Thomas O'Brien, Sr., married Rosanna O'Brien, who was born in Carbon County, Pennsylvania, a daughter of James O'Brien, who also came from Kings County, Ireland. The two families were not related. James O'Brien was a man of many enterprises in Pennsylvania, having some boats on the Lehigh Canal, operated a butcher business, and was also a farmer and merchant. He died in Linn County, Iowa. The maiden name of his wife was Catherine Delaney. Rosanna O'Brien, one of their ten children, was born in July, 1822, four years after her father had come to America. Mrs. O'Brien at the age of ninety-six is as active mentally and physically as many women of seventy.

The children of Thomas and Rosanna O'Brien were: James, who died in Kansas City in 1914, leaving three children; John, who was a soldier in the regular army and was one of the victims of the famous Custer massacre on the Big Horn River in 1876; Margaret, who died in infancy; Maria, who died at Brownsville, Texas, as the wife of William Gavin, leaving one son; Thomas; Peter, the first of the name, who died in infancy; Ellen, Mrs. Warren Kincaid, of Prince Rupert, British Columbia; Peter, the second of the name, who lives on the old homestead with his mother; and Margaret, also living at the old home, the widow of Charles Martin.

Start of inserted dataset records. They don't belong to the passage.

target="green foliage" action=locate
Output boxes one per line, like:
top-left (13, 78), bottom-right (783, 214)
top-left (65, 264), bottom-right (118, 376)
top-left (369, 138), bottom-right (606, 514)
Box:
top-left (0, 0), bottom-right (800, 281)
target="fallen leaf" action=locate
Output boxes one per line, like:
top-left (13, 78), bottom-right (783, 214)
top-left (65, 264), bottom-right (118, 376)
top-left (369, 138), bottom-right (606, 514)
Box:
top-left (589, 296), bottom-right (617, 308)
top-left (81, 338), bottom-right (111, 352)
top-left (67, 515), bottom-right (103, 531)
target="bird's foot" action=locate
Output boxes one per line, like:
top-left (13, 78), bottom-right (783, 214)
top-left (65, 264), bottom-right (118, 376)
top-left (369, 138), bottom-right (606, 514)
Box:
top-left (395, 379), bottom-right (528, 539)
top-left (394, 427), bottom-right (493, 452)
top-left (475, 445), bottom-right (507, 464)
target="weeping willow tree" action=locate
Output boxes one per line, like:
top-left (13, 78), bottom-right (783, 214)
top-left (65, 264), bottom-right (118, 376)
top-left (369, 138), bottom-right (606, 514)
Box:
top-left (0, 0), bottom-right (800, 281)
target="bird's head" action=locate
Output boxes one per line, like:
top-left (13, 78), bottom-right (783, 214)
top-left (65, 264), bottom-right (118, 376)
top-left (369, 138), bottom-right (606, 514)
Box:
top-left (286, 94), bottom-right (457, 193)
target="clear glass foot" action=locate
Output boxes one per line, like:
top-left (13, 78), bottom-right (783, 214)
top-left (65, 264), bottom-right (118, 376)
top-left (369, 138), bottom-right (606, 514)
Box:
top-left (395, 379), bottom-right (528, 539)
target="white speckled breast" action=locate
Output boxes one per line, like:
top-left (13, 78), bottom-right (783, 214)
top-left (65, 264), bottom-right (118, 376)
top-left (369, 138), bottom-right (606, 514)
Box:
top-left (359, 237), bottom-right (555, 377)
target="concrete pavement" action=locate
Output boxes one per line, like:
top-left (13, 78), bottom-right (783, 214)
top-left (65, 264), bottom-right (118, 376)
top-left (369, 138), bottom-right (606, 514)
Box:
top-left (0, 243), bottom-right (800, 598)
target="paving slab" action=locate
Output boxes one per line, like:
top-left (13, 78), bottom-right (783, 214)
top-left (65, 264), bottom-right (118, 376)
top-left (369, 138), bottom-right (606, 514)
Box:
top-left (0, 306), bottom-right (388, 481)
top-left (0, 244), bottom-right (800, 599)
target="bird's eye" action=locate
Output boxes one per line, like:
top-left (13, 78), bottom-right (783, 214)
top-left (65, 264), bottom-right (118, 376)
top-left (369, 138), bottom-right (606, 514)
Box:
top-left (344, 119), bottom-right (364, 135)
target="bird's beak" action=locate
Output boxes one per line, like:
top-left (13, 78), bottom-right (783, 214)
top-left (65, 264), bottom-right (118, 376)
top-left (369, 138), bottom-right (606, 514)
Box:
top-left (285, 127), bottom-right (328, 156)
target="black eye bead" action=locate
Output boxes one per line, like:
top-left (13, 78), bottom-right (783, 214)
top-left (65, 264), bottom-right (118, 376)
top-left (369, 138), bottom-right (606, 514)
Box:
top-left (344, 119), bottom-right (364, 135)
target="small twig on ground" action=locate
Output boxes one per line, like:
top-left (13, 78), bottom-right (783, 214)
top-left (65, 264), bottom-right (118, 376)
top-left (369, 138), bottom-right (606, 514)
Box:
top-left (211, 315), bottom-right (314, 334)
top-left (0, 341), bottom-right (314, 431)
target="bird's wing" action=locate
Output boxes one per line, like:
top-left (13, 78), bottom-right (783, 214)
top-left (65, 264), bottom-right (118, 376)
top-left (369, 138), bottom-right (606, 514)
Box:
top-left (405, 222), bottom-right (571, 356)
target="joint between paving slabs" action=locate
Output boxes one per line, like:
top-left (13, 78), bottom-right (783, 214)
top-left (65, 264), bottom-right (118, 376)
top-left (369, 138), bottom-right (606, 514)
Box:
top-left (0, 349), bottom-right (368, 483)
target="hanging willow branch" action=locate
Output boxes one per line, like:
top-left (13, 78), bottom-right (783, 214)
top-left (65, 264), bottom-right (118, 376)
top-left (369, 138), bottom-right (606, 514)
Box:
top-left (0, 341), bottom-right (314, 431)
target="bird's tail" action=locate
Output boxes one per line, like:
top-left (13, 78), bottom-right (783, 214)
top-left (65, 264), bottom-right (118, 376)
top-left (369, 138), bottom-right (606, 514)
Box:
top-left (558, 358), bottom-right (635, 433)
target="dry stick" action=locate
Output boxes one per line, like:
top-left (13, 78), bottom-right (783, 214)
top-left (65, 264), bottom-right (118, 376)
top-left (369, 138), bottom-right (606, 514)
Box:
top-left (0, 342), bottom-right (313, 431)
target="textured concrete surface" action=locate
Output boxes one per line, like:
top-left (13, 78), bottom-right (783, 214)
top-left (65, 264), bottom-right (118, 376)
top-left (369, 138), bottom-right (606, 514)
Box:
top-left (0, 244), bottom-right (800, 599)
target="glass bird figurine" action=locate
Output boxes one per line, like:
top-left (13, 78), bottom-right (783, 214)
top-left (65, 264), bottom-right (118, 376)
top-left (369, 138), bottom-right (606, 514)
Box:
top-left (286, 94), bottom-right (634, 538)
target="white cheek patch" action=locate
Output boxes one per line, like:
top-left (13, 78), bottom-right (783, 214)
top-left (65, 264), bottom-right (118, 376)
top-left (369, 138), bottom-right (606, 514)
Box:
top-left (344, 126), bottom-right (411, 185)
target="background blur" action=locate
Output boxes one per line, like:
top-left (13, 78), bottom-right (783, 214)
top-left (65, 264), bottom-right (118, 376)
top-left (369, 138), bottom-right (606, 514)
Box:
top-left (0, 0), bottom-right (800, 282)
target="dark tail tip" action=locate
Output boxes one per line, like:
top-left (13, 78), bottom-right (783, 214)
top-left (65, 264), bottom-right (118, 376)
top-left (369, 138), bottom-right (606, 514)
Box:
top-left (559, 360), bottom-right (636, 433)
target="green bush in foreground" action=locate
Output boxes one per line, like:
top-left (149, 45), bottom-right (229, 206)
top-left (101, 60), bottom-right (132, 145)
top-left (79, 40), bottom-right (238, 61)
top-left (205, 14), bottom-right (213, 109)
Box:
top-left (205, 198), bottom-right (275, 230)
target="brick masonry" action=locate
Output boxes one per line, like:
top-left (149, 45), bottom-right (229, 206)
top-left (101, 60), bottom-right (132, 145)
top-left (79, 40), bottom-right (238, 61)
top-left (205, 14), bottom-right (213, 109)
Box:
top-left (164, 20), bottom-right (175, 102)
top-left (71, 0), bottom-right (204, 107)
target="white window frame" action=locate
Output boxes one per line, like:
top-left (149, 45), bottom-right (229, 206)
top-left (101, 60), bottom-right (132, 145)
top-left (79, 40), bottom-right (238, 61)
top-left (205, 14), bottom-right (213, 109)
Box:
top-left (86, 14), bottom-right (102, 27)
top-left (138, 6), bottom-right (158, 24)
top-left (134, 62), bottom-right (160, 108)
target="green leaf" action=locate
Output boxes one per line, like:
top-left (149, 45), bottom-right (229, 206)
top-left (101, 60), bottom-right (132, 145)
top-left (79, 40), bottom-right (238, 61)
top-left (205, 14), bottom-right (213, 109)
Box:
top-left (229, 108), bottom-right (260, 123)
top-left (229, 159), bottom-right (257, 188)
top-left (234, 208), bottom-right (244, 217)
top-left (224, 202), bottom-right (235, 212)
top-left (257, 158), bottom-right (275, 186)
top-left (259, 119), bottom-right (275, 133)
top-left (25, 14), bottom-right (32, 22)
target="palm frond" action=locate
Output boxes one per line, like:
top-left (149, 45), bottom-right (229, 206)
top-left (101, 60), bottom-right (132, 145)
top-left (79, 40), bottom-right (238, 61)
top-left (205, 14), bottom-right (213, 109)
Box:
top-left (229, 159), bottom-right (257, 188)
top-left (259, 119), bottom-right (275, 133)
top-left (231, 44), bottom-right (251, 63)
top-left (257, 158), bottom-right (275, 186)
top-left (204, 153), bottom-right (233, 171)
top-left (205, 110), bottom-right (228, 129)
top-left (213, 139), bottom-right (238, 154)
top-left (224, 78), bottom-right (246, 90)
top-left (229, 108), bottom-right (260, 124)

Thomas O'Brien, Jr., was married in Ness County May 31, 1886, to Miss Lettie Van Meter. She was born in Jasper County, Iowa, September 13, 1864. Her father, Jesse Van Meter, came out from that county in 1879 and was a pioneer homesteader in Kansas. He was born in Kentucky, while his wife, Sydney See, was a native of Indiana. Mrs. O'Brien is one of seven children, and the only one living in Ness County. Mr. and Mrs. O'Brien have the following children: John W., still at home; Peter F., a soldier in the World war; Rosa, wife of J. O. Narey and the mother of one child named Velma; while the younger children are James Warren, Nellie, Maggie, Jesse, George, Jennie and Mike.

Mr. O'Brien has always followed the fortunes of the democratic party in politics. As already stated he has taken considerable interest in local politics and is known to practically every citizen of Ness County. In the early days, before railroads had come into this section of Kansas, the O'Brien home was a popular stopping place for travelers, it being situated on the main road from Larned to Ness City. He has gone through all the trials and difficulties of the early settlers, and the material independence, the popular esteem and the high regard in which he is held are worthy rewards of a life of so much activity and usefulness.